As Stacy King said: "that's a good group right there". (in between saying 'energy' and 'intensity', no doubt)
At the time Duhon came in for Hinrich to form that lineup at 4:53 in the 3rd quarter the score went from 53-43 Bobcats to 91-82 Bulls by the end of the game.
As noted by the telecast, they kept running a play where Duhon would come up to the 3 point line on the near side, and dribble back against 2 screens, first by Nocioni and then Noah. And it seemed that every time, Okafor would follow Noah out and try and challenge Duhon way out by the 3 point line, leaving the paint free of their shotblocker for Noc, Deng, or Gordon to get an easy look or at least cause an extra rotation to leave a shooter open.
And after doing fine work in setting those screens, Noah effectively finished the game at 1:30 left with a jumpshot, capping a great night from him. Box score delight: Nocioni with 11 rebounds, allowing a frontcourt pairing of him and Noah to survive on the glass enough to keep their offensive talents on the court.
That game-saving lineup came after an abysmal start to the 3rd quarter, where after the first 9 minutes the team was 3-10 from the field with 9 turnovers. Skiles had been trying combinations all game, from the new starting lineup to a second-quarter combination of Duhon/Deng/Noah/Smith/Wallace, with Noah taking the wing player on defense. To his credit, Skiles stuck with the group that was working without over-playing them to exhaustion. Or even if they were exhausted, they didn't stop making shots.
One common denominator was that lineups with Kirk Hinrich were generally bad, as he had yet another terrible game. I don't know how he was only credited for one turnover, but he looked careless with the ball, afraid to shoot (especially around the rim), and foul-happy. His 3rd foul of the first half was just by being lazy. After Derek Anderson shot a three, Hinrich neither went to the glass or went down court, he instead stood and watched, so while Anderson was moving to follow his miss Hinrich was slow to react and picked up the foul.
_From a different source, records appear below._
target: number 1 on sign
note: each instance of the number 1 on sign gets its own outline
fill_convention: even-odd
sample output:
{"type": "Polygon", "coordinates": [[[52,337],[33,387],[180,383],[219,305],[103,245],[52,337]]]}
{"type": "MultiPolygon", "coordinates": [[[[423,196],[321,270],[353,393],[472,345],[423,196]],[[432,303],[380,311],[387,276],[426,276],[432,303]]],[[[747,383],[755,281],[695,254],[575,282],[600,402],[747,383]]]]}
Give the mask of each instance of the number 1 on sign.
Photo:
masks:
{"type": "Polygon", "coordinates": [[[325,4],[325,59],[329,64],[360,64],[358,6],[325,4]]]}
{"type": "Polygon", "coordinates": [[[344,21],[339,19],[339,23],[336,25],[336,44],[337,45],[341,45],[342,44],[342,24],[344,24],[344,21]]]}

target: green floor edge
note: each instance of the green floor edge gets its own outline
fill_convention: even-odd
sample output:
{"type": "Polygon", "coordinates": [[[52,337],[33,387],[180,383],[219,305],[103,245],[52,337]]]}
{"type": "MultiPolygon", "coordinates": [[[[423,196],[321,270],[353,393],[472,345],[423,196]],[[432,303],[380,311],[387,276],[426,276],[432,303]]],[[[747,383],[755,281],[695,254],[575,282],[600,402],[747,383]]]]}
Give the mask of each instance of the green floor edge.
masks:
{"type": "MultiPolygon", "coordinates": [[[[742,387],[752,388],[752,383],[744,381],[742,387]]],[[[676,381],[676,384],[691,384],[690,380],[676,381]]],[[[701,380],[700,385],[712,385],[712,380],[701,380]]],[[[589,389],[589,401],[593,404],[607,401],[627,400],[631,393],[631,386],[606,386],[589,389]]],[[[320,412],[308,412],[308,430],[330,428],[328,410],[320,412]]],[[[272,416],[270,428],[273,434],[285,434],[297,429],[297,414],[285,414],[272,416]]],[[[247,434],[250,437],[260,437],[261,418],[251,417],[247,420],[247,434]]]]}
Cue the patented slumped shoulders.
Duhon, as a part of the aforementioned lineup of awesome, played very well, and all game was actually getting to the rim and finishing, which I didn't know point guards were allowed to do. (And I don't just mean that in a 'cause I haven't seen it from Hinrich' way, but I thought it wasn't regarded as a 'pure' point guard move. heh.)
Yet despite yet another appearance from Hinrich's alter-ego, the Mopey Iowan, Skiles said postgame that he will keep the same starting lineup next game. I'm fine either way at this point: on the one hand Hinrich will eventually play better and seeing Duhon/Gordon/Deng/Smith/Wallace against the Pistons almost concedes defeat. However, Hinrich did re-injure his left hand, and maybe it's time to play up that injury and give the captain a break.
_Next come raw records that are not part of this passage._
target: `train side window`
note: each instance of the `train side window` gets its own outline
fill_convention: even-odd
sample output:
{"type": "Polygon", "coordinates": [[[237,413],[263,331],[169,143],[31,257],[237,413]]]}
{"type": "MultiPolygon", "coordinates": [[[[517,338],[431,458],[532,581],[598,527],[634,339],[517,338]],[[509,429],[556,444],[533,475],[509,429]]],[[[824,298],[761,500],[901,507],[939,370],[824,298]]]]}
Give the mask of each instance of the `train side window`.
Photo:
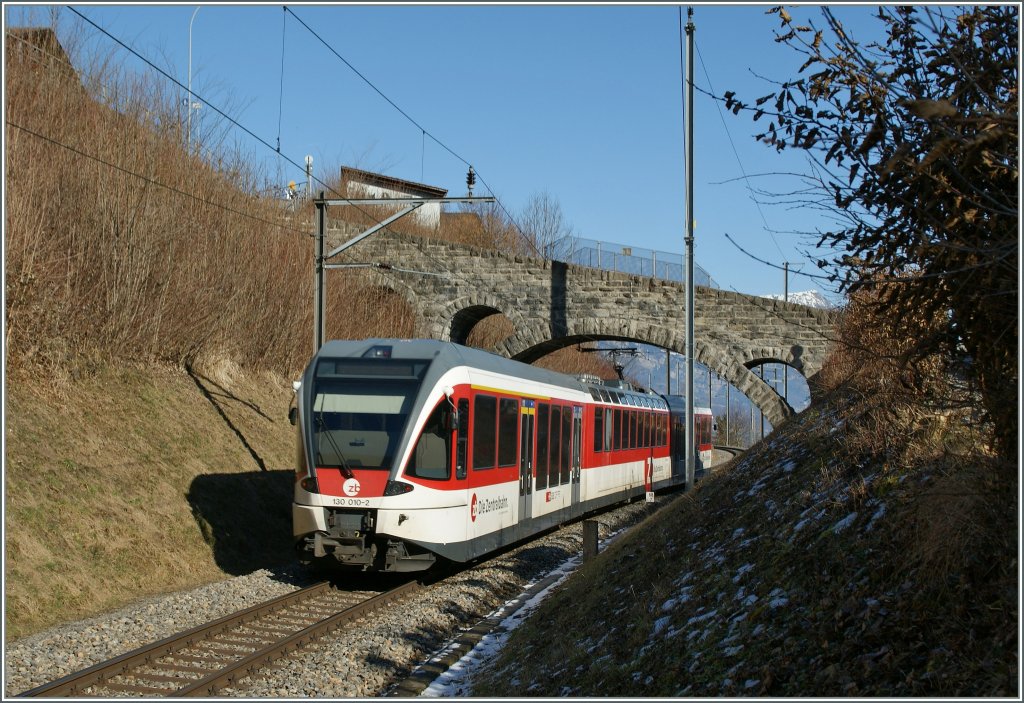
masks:
{"type": "Polygon", "coordinates": [[[636,421],[637,421],[637,415],[639,415],[639,414],[640,413],[638,413],[636,410],[630,410],[629,411],[629,448],[630,449],[636,449],[637,446],[639,445],[639,442],[637,442],[637,432],[636,432],[636,421]]]}
{"type": "Polygon", "coordinates": [[[469,398],[459,400],[459,429],[455,441],[455,478],[466,478],[469,447],[469,398]]]}
{"type": "Polygon", "coordinates": [[[614,429],[614,418],[615,409],[605,408],[604,409],[604,450],[610,452],[612,450],[612,432],[614,429]]]}
{"type": "Polygon", "coordinates": [[[622,449],[622,411],[618,408],[612,410],[615,416],[615,425],[612,427],[612,450],[622,449]]]}
{"type": "Polygon", "coordinates": [[[416,446],[405,467],[407,476],[432,481],[447,481],[451,477],[451,436],[445,426],[445,412],[448,399],[443,399],[434,412],[430,413],[423,432],[416,440],[416,446]]]}
{"type": "Polygon", "coordinates": [[[558,463],[561,470],[559,483],[569,483],[569,457],[572,456],[572,408],[562,408],[562,459],[558,463]]]}
{"type": "Polygon", "coordinates": [[[551,459],[548,462],[548,485],[558,485],[559,456],[562,451],[562,412],[560,405],[551,406],[551,433],[548,446],[551,448],[551,459]]]}
{"type": "Polygon", "coordinates": [[[473,469],[493,469],[494,428],[498,423],[498,399],[478,395],[473,399],[473,469]]]}
{"type": "Polygon", "coordinates": [[[537,403],[537,488],[548,487],[548,415],[550,406],[537,403]]]}
{"type": "Polygon", "coordinates": [[[604,449],[604,408],[594,408],[594,451],[604,449]]]}
{"type": "Polygon", "coordinates": [[[515,466],[519,458],[519,401],[502,398],[498,410],[498,466],[515,466]]]}

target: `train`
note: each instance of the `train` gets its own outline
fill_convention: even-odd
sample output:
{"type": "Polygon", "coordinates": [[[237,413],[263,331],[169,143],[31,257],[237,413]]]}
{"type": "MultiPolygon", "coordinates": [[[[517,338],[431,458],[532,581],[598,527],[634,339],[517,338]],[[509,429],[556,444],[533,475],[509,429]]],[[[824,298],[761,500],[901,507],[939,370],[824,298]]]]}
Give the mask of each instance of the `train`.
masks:
{"type": "MultiPolygon", "coordinates": [[[[326,342],[294,384],[299,560],[465,563],[680,486],[678,398],[430,339],[326,342]]],[[[685,417],[685,410],[683,411],[685,417]]],[[[695,410],[695,462],[713,418],[695,410]]]]}

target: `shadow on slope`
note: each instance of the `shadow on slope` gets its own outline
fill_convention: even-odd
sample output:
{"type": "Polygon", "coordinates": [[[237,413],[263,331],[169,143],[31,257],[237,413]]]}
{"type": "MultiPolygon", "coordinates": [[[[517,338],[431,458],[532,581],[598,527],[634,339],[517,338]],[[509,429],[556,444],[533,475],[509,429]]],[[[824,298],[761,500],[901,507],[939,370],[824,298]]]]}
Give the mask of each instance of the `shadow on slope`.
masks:
{"type": "Polygon", "coordinates": [[[196,476],[185,498],[225,573],[238,576],[294,559],[289,470],[196,476]]]}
Other more random observations:
- The aggressively maligned (by me, anyway) insertion of Joe Smith in the starting lineup didn't exactly produce as a group, but Smith himself shot well. It looked like he hurt himself near the end of the first half, and while he stayed in the game and started the 2nd half, he looked a bit slowed.
- Luol Deng was the only one consistently making shots, even in that awful third quarter. We saw a return of the automatic midrange jumper, with a dose of his new tricks. 30 points.
- The referees were kinda screwin' the Bulls over all night, especially (as usual) on Ben Gordon drives.
- Hope David Stern enjoys that fancy new publicly-financed arena in Charlotte. That's always empty.
- Final play of the first half, the Bulls patented complicated 'give it to Gordon' play turned up alright as instead of trapping Ben after the screen, the they just kept Matt Carroll on him. Gordon was able to get space at the elbow and hit a moderately-tough leaner.
- Stacy: "Gerald Wallace doesn't get a lot of credit for his defense". eh? Going to games in person costs a lot, but at least I get to miss the telecast when I'm at the UC.
- Jared Dudley, emboldened by his first start, wasn't shy in going shot 0-6 in 20 minutes. Makes me think how Tyrus Thomas would do on a bad team like Charlotte with (apparently) minutes to spare.
- Tyrus Thomas finished with 6 minutes. The way Noah played tonight he may be even further down the bench, although maybe he earns some brownie points with a good game against the Pistons, which he's been known to have.
So things ended up fine, a road win is a road win, even if it was against the Bobcats (Ben Wallace's new favorite team, 8 boards, 2 blocks and a steal in 22 minutes proving even the half-dead version could do damage against these guys). But it was far from good times up until then, and tough to feel confident going into a weekend back-to-back against the Pistons and Celtics.